市販の中華麺で再現した上越市のホワイト焼きそば
市販の中華麺で再現した上越市のホワイト焼きそば

 上越市のご当地グルメとして15年ほど前に誕生した「ホワイト焼きそば」。全国的なB級グルメ人気を背景にデビューし、地域活性化につなげようと関係者の期待も大きかった。ところが市民から最近「見なくなった」との声を聞いた。上越地域では糸魚川市のブラック、妙高市のレッドと合わせ3色の焼きそばとしても注目を集めた。白いソースがかかった焼きそばはもう食べられないのか。関係者に話を聞いた。(上越支社・三岡東之)

 ホワイト焼きそばは、米粉を活用する市の事業として、飲食店組合の有志らが米粉入りの麺を作り、2011年に完成した。推進活動に携わった桑原尚二さん(60)は「雪のイメージや、上杉謙信が白い頭巾をかぶっているなどから、ホワイトに決まった」と経緯を説明する。

 ホワイト焼きそばは、上越産コシヒカリの米粉30%入りの麺、上越の食材を使った具材、見た目は雪やコメをイメージした白色-などが条件。味付けや食材は自由で、約30店舗で販売をスタートさせた。野菜やキノコなどを具材に牛乳でコクを加えたあんや、隠し味に魚しょうで味付けするなど各店が工夫を凝らした。
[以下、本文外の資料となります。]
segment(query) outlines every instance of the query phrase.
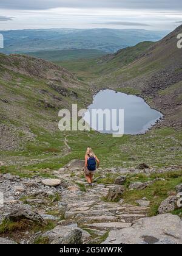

 市内外のイベントに出店しPRしたほか、15年の北陸新幹線開業に向けて、上越市の魅力を伝える新しい食として話題にもなった。しかし、米粉入りの麺は特注でコストがかかり、提供店舗は減少。店自体の閉店もあり、現在取り扱う店はなくなった。イベントでは今春の高田城址(じょうし)公園観桜会で出店したが、今後の予定はないという。桑原さんは「新幹線開業までを一つの目標として取り組んだが、なくなったのは仕方がない」と話す。

▽糸魚川の「ブラック」、妙高の「レッド」は健在

 一方、糸魚川のブラックと妙高のレッドは現在も、それぞれの地域で提供されている。

 ブラック焼きそばは、...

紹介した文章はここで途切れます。